# Pyotr Ilyich Tchaikovsky & Musical Form



## P The D (Aug 25, 2009)

I have read in more than one place, although both were on the internet & as such may have been drawn from the same high Google search result or something, that Pyotr Ilyich Tchaikovsky was not a master of form, but that he was a master of melody & also had significant skill working with harmony.

I am hoping I can get some analysis, opinions & examples from Talk Classical forum members regarding Tchaikovsky's weakness with musical form as well as some examples of compositions that are considered to exhibit mastery of form.


----------



## tahnak (Jan 19, 2009)

P The D said:


> I have read in more than one place, although both were on the internet & as such may have been drawn from the same high Google search result or something, that Pyotr Ilyich Tchaikovsky was not a master of form, but that he was a master of melody & also had significant skill working with harmony.
> 
> I am hoping I can get some analysis, opinions & examples from Talk Classical forum members regarding Tchaikovsky's weakness with musical form as well as some examples of compositions that are considered to exhibit mastery of form.
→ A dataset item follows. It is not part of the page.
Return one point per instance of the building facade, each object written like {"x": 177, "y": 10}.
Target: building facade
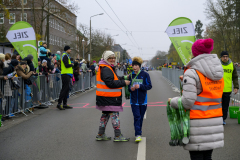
{"x": 62, "y": 22}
Yes Tchaikovsky was not a consummate skilled composer in the mould of a Mozart, Bach or Beethoven but we, as humble followers, can't even come to the first page of his skills. He was neurotic (most of his climaxes are impulsive and neurotic) ; yet they carry a distinct individual stamp of his style.

Talking of form, consider his piano and violin concerti. They were deemed as unplayable and difficult when he brought them out for performance and today, they keep competitions for higher pinnacle grades where they consider his first piano concerto as ultimate epitome of a concert pianist's testing skills; so also with his violin concerto.

He has given us abundant , prolific output in all forms be it chamber music, solo music, a cappella vocal music like the Divine Liturgy of St. John Chrysostom; Seasons - an album of piano pieces for children's studies; piano trios, quartets, rococo variations for cello, operas, concertos, ballets (is there anyone better than him in ballet scores?), tone poems, symphonic poems, overtures and symphonies. Consider the final movement of his Pathetique symphony and see how innovative and pathbreaking this movement is.

It is the truly individual melodic outburst that separates him from other composers even if he is considered inferior as a contrapuntist or theoretical perfectionist.


----------